Accordingly, we affirm appellant’s convictions and sentences, and we certify the following question as one of great public importance.
DOES THE ' “A/ANY” TEST ADOPTED IN GRAPPIN v. STATE AND STATE v. WATTS AS THE METHOD FOR DETERMINING THE UNIT OF PROSECUTION FOR THE COMMISSION OF MULTIPLE PROSCRIBED ACTS IN THE COURSE OF A SINGLE EPISODE, PRECLUDE MULTIPLE CONVICTIONS FOR DUI MANSLAUGHTER WHERE MORE THAN ONE DEATH OCCURS IN A SINGLE ACCIDENT AS APPROVED IN MELBOURNE v. STATE.
AFFIRMED.'
. § 316.193(3)(c)3.b, Florida Statutes (2001), provides that a person who drives under the influence and by reason of such operation causes the death of any human being commits a DUI manslaughter classified as a felony of the first dégree, if:
(I) At the time of the crash, the person knew, or should have known, that the crash occurred; and
(II) The person failed to give information and render aid as required by s. 316.062. If the two conditions do not apply, however, the person commits a felony of the tsecond degree. See § 316.193(3)(c)3.a.
. Any person:
(a) Who is in violation of subsection (1) [driving under the influence];
(b) Who operates a vehicle; and
*124 (c) Who, by reason of such operation, causes:
3. The death of any human being commits DUI manslaughter....

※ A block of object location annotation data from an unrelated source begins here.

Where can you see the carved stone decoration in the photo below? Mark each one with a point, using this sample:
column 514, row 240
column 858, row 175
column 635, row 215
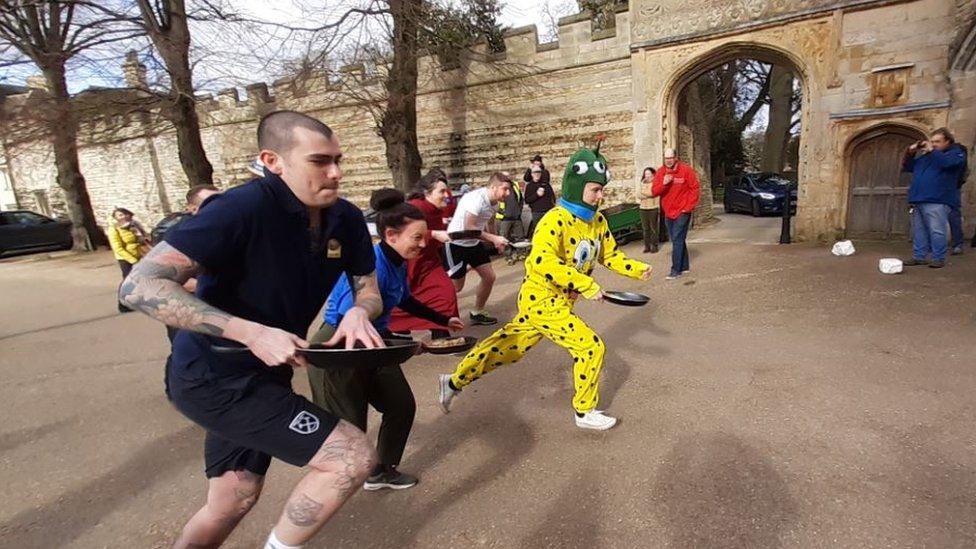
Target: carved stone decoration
column 889, row 88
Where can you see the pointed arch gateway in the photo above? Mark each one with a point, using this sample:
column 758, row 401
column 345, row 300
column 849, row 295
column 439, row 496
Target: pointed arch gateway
column 675, row 134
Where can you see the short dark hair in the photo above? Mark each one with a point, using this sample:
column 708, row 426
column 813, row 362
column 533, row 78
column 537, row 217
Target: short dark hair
column 276, row 130
column 499, row 178
column 429, row 182
column 944, row 132
column 392, row 210
column 191, row 195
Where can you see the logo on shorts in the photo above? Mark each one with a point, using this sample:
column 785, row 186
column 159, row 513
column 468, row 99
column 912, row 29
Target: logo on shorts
column 304, row 423
column 333, row 249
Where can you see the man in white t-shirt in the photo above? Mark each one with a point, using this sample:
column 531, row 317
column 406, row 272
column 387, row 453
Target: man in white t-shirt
column 476, row 211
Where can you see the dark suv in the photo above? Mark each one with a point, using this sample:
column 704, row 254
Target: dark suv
column 24, row 230
column 759, row 193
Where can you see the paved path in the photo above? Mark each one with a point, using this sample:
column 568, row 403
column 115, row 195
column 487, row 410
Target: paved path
column 780, row 397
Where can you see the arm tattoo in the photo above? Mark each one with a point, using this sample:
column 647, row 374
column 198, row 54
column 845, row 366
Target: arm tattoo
column 367, row 293
column 303, row 511
column 155, row 287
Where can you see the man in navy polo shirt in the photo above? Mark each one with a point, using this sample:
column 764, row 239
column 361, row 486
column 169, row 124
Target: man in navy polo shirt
column 266, row 255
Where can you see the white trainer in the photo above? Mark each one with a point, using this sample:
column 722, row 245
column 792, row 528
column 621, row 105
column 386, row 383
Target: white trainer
column 595, row 419
column 446, row 394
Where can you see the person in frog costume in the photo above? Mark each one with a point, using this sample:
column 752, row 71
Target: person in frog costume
column 567, row 244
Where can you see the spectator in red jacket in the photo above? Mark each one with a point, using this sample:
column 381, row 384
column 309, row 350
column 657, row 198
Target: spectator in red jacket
column 677, row 185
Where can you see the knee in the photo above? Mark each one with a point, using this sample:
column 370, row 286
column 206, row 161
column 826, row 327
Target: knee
column 346, row 452
column 239, row 492
column 599, row 349
column 408, row 409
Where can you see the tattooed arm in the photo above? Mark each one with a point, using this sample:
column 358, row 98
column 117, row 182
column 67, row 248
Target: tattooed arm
column 356, row 324
column 155, row 287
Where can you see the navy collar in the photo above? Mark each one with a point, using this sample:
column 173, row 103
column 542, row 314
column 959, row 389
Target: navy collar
column 581, row 212
column 286, row 198
column 392, row 255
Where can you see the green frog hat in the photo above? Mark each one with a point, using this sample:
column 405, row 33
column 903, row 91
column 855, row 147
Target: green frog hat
column 585, row 166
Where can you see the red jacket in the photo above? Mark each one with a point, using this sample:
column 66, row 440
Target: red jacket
column 681, row 195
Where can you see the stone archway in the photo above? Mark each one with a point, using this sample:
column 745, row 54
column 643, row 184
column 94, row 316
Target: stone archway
column 674, row 134
column 877, row 205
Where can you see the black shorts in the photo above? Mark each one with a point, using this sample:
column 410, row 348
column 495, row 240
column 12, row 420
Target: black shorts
column 457, row 259
column 250, row 419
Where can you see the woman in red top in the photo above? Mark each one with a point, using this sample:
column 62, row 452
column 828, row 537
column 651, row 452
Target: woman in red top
column 426, row 276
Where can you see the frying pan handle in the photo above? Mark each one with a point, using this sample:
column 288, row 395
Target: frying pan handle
column 229, row 350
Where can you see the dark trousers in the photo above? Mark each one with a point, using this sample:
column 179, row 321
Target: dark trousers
column 126, row 269
column 536, row 216
column 678, row 232
column 348, row 392
column 649, row 225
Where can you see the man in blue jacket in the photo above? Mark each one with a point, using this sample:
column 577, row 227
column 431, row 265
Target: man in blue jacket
column 933, row 194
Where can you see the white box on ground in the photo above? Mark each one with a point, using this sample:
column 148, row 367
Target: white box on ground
column 890, row 265
column 842, row 248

§ 316.193(3)(c), Fla. Stat. (2001).
Dissenting Opinion
dissenting.
I respectfully dissent because I conclude that the statutory use of “any human being,” rather than “a human being,” means that appellant can be convicted of only one crime. As the majority notes, in State v. Watts, 462 So.2d 813 (Fla.1985), our supreme court held that when a statute says “any” rather than “a” it is ambiguous, and under principles of lenity must be interpreted to preclude multiple convictions.
The fact that our supreme court held in Melbourne v. State, 679 So.2d 759 (Fla.1996) that two convictions under this statute do not violate double jeopardy has no bearing on whether the languagé of the statute permits two convictions. The “a/ any” distinction was not considered by the court in Melbourne. If that issue had been raised, Watts would have precluded two convictions. Watts could not have been overruled, in Melbourne, because Watts was later followed in Wallace v. State, 724 So.2d 1176 (Fla.1998)(defendant who resisted two officers could only be charged with one crime because the statute prohibited resisting “any” officer).
Although appellant did not make the “a/any” argument in the trial court, being convicted of two crimes, when a statute authorizes only one, is fundamental error. Vance v. State, 472 So.2d 734 (Fla.1985); Troedel v. State, 462 So.2d 392 (Fla.1984). I would therefore reverse one of the manslaughter convictions.